Ruhe. Der El-Hierro-Reisende sucht sie. Ruhe als das Gegenteil von lauter Geschäftigkeit. Als Stille ist sie die Abwesenheit alles Lauten. Wer tagsüber nach La Estaca hinunterfährt hat beides: Ruhe, Stille, aber vielleicht auch ein Gefühl von Leere. Die Leere wirkt noch lee­rer in weiten Räumen. La Estaca hat die großen Abmessungen für ein solches Gefühl.

 

Und dann sind sie da, die Kreuzfahrer. Jetzt, ab Oktober, beginnt die Saison der modernen Seefahrer. Sie kommen nicht mit einem Verband von Karawellen, sondern mit großen Ocean-Linern. Die haben verschiedene Label. Eines heißt gerade Aida. Wenn die Urlauber aus dem Schiff strömen, wird klar, wie weit­sichtig der Hafenarchitekt war.
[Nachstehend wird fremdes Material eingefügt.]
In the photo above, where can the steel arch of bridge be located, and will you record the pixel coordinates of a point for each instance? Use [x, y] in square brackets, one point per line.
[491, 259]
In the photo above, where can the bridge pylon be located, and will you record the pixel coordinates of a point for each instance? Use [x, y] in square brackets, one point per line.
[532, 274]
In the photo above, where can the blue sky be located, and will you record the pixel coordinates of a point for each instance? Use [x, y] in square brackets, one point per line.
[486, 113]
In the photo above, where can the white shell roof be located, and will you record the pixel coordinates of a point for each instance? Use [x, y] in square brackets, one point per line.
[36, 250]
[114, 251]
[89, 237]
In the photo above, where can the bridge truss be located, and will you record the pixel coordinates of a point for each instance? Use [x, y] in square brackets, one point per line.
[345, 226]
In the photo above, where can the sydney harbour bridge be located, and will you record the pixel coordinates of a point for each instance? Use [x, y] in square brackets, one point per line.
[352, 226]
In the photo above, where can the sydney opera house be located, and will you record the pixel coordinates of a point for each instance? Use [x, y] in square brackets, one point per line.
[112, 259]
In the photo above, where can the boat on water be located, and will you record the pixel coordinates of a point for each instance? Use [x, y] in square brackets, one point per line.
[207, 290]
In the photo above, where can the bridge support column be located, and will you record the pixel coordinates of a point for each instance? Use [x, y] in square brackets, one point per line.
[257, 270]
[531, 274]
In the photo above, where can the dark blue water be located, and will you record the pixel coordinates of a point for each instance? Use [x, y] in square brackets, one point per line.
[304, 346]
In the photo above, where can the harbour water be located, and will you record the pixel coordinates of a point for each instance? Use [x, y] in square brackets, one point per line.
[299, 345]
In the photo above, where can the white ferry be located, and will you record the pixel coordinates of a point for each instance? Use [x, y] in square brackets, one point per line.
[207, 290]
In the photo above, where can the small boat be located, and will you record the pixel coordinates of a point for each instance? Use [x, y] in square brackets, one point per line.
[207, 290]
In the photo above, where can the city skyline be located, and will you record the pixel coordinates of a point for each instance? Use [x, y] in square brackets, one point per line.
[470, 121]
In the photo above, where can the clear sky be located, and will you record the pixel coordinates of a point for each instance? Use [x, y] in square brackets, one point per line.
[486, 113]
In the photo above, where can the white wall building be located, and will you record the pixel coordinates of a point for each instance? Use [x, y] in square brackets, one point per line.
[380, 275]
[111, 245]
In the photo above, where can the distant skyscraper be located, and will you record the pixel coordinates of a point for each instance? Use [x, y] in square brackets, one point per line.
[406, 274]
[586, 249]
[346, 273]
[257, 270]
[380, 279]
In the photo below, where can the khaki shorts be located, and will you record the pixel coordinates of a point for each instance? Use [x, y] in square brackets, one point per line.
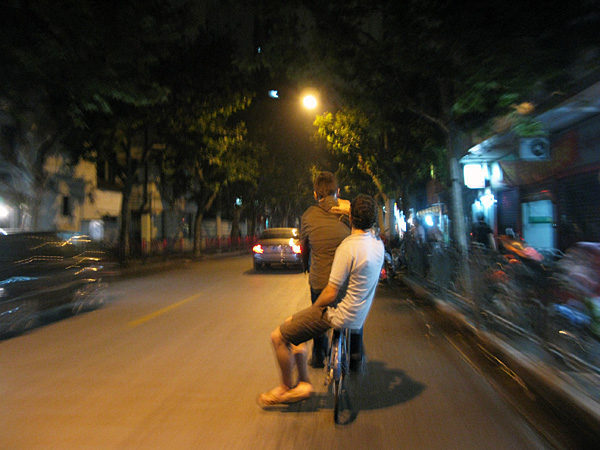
[305, 325]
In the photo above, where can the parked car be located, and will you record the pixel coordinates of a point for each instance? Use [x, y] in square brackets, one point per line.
[41, 273]
[278, 246]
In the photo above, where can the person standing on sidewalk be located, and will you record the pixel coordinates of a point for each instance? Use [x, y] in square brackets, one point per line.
[321, 232]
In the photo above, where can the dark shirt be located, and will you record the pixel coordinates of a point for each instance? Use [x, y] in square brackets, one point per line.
[322, 232]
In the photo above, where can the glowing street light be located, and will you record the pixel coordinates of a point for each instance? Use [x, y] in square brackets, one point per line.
[310, 101]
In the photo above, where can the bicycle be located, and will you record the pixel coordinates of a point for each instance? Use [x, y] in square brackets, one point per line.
[338, 365]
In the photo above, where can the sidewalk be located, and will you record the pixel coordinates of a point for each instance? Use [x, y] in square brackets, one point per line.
[529, 364]
[143, 266]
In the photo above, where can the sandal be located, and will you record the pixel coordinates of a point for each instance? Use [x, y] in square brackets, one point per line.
[276, 397]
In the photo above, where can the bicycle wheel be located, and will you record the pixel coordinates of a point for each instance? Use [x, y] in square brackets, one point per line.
[338, 376]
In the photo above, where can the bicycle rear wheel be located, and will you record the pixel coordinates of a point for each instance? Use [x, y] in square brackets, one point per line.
[338, 375]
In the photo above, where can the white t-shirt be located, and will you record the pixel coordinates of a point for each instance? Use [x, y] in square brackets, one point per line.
[355, 270]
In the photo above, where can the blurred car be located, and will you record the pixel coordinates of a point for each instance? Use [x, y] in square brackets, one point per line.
[278, 246]
[42, 273]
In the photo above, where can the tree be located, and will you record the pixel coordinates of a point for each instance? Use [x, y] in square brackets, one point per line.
[69, 66]
[453, 65]
[206, 140]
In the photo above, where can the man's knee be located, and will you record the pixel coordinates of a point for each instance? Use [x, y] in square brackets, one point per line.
[277, 338]
[298, 349]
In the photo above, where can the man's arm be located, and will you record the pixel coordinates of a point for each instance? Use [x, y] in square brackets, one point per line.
[328, 295]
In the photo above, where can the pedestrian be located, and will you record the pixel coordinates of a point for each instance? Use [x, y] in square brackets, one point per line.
[321, 231]
[434, 234]
[353, 280]
[418, 231]
[483, 233]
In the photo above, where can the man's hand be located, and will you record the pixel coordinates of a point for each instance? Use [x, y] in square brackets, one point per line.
[328, 295]
[343, 207]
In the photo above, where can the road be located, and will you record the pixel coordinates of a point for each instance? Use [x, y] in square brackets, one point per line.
[176, 360]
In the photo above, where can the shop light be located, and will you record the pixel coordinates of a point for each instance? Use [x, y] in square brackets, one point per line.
[475, 175]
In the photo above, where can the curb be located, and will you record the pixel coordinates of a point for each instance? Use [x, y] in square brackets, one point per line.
[568, 401]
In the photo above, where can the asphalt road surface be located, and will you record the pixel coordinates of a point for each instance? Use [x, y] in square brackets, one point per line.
[176, 360]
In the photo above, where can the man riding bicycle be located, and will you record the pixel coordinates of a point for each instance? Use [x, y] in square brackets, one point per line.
[354, 276]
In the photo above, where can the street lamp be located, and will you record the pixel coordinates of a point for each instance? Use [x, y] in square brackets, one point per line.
[309, 101]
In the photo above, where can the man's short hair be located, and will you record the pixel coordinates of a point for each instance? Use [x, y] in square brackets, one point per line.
[363, 212]
[325, 184]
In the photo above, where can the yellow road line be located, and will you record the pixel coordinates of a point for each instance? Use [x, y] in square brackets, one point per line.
[160, 312]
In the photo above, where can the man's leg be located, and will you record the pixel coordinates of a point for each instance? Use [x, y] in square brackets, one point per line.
[285, 359]
[288, 356]
[319, 343]
[300, 352]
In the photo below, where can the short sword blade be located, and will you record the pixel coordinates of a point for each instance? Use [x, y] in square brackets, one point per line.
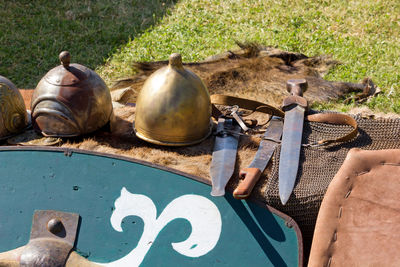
[290, 151]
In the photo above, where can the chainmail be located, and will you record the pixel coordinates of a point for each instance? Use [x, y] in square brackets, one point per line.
[318, 166]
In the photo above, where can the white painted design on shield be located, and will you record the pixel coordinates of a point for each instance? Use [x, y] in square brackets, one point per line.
[201, 212]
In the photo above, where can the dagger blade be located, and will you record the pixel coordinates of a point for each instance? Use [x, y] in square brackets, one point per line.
[224, 155]
[252, 173]
[290, 151]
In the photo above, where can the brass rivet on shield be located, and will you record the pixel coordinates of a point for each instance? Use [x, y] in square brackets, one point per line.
[55, 226]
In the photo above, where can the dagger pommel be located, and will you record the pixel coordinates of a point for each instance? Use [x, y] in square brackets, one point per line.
[297, 86]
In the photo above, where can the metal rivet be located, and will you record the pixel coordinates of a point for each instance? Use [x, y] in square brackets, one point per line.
[55, 226]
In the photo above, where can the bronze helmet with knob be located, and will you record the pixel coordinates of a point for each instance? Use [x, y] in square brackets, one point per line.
[173, 108]
[70, 100]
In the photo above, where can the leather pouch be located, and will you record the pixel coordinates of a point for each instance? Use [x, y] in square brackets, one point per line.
[359, 220]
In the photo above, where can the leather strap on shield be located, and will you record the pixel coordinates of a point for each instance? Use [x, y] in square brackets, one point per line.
[331, 118]
[359, 220]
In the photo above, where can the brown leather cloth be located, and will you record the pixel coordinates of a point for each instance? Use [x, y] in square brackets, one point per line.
[359, 220]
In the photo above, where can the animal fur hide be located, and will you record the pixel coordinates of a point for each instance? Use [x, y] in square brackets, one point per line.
[253, 72]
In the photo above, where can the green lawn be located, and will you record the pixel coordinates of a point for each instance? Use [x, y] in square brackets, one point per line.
[363, 35]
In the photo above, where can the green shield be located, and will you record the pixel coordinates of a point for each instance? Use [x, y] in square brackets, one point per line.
[137, 213]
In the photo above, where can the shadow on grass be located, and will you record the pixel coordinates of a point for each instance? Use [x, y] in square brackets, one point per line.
[33, 33]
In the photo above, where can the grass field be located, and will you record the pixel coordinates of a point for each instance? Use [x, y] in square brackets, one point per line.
[109, 35]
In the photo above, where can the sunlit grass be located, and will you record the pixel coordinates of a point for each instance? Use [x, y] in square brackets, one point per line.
[109, 35]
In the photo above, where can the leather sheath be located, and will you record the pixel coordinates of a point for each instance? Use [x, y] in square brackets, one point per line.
[359, 220]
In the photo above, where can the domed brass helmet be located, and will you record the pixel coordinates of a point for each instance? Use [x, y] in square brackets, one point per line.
[13, 115]
[173, 108]
[70, 100]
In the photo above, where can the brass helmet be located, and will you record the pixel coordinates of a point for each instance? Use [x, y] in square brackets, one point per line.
[70, 100]
[13, 114]
[173, 108]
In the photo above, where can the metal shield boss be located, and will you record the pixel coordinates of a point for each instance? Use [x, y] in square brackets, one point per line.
[70, 100]
[173, 108]
[13, 115]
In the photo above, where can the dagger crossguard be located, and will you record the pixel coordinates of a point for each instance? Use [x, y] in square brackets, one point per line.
[297, 86]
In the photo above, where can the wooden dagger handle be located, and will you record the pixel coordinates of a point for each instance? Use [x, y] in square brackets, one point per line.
[251, 176]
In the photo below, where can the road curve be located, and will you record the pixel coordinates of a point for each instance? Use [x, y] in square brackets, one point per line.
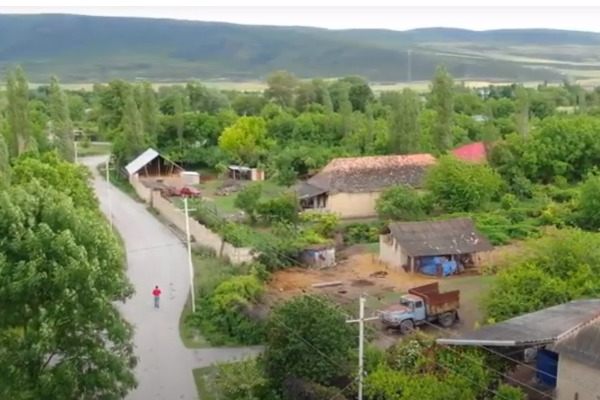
[155, 256]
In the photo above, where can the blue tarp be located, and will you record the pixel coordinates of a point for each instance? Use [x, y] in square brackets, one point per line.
[429, 266]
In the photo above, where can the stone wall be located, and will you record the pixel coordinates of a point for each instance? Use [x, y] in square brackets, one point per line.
[201, 234]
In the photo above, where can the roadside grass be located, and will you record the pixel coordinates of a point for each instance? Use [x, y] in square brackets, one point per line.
[200, 377]
[119, 181]
[93, 149]
[225, 204]
[472, 289]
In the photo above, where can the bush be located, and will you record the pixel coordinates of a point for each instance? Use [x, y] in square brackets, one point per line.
[400, 203]
[459, 186]
[225, 316]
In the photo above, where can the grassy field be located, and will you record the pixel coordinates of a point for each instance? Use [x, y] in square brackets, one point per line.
[92, 149]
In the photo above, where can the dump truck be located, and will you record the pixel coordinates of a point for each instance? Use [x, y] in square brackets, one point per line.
[423, 304]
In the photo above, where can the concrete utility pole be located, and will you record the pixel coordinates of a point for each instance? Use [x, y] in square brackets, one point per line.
[108, 192]
[409, 69]
[361, 342]
[189, 248]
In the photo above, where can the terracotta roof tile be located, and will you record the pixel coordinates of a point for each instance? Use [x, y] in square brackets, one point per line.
[373, 173]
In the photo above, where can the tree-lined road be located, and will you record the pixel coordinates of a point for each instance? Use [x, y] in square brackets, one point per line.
[155, 256]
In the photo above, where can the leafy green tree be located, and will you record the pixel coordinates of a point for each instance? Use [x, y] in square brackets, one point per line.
[179, 118]
[19, 124]
[242, 380]
[131, 140]
[51, 171]
[4, 163]
[61, 269]
[345, 110]
[308, 339]
[404, 123]
[462, 186]
[246, 140]
[400, 203]
[62, 128]
[283, 208]
[149, 113]
[522, 109]
[249, 198]
[442, 101]
[359, 92]
[111, 106]
[589, 203]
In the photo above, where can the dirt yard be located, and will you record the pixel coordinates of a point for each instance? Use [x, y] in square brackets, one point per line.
[361, 272]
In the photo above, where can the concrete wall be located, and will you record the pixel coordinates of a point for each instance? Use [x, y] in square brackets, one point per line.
[353, 205]
[391, 253]
[201, 234]
[576, 381]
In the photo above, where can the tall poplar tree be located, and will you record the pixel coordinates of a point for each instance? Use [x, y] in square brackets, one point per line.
[61, 125]
[442, 101]
[17, 93]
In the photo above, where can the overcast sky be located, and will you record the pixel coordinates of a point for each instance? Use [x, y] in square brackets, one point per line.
[398, 18]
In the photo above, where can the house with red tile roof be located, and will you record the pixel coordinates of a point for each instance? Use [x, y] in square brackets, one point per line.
[350, 186]
[475, 152]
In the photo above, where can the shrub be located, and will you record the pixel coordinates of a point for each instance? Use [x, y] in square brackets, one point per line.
[225, 316]
[362, 232]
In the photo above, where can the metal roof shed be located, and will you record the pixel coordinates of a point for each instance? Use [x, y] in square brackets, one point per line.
[145, 161]
[535, 329]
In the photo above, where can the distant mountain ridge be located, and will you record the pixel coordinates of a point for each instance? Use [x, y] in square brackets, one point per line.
[85, 49]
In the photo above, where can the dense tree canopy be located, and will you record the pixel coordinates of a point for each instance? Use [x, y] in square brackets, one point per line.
[61, 269]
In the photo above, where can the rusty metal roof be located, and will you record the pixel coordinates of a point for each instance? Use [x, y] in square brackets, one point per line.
[538, 328]
[445, 237]
[369, 174]
[581, 344]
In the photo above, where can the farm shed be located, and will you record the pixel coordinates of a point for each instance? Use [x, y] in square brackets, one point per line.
[349, 187]
[567, 340]
[151, 164]
[438, 248]
[246, 173]
[318, 256]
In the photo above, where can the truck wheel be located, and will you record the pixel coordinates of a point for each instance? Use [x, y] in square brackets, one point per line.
[447, 319]
[407, 326]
Die sonst leere Kaifläche nimmt das Gewimmel gut auf, und der Besucherstrom bewegt sich zielsicher zu den wartenden Bussen. Ralf, Rieke, Dirk und Sabine begrüßen die Inselgäste. Und dann setzt sich schon ein Bus nach dem andern in Bewegung, und es geht für den heutigen Landausflug bergan.

 

Die Insel kann endlich ihre touristische Potenz herzeigen. Die Busse gleiten über die gut ausgebauten Inselstraßen, die einheimi­schen Führer können ihre Begeisterung für die Inselschönheiten wei­tergeben, die Miradores erleben einen Kapazitäts-Check in Massen­tauglichkeit, und manches Restaurant beweist sein bisher verheim­lichtes Fassungsvermögen, indem es Hinterzimmer und Innenhof öffnet. Wenn die Karawane am Spätnachmittag nach La Estaca zurückkehrt, nehmen die Ausflügler nach jeweiligem Temperament ihre Eindrücke von der kleinsten der Kanareninseln mit an Bord, und es ist nicht unwahrscheinlich, dass mancher Tagebucheintrag davon handelt, El Hierro doch in Zukunft einmal für mehr als nur einen Tag lang zu besuchen. Plötzlich ist sie präsent, die kleinste der Inseln der Glückseligen, die westlichste des Makaronesiens der antiken Griechen, die Isla Nada des Victor Álamo de la Rosa.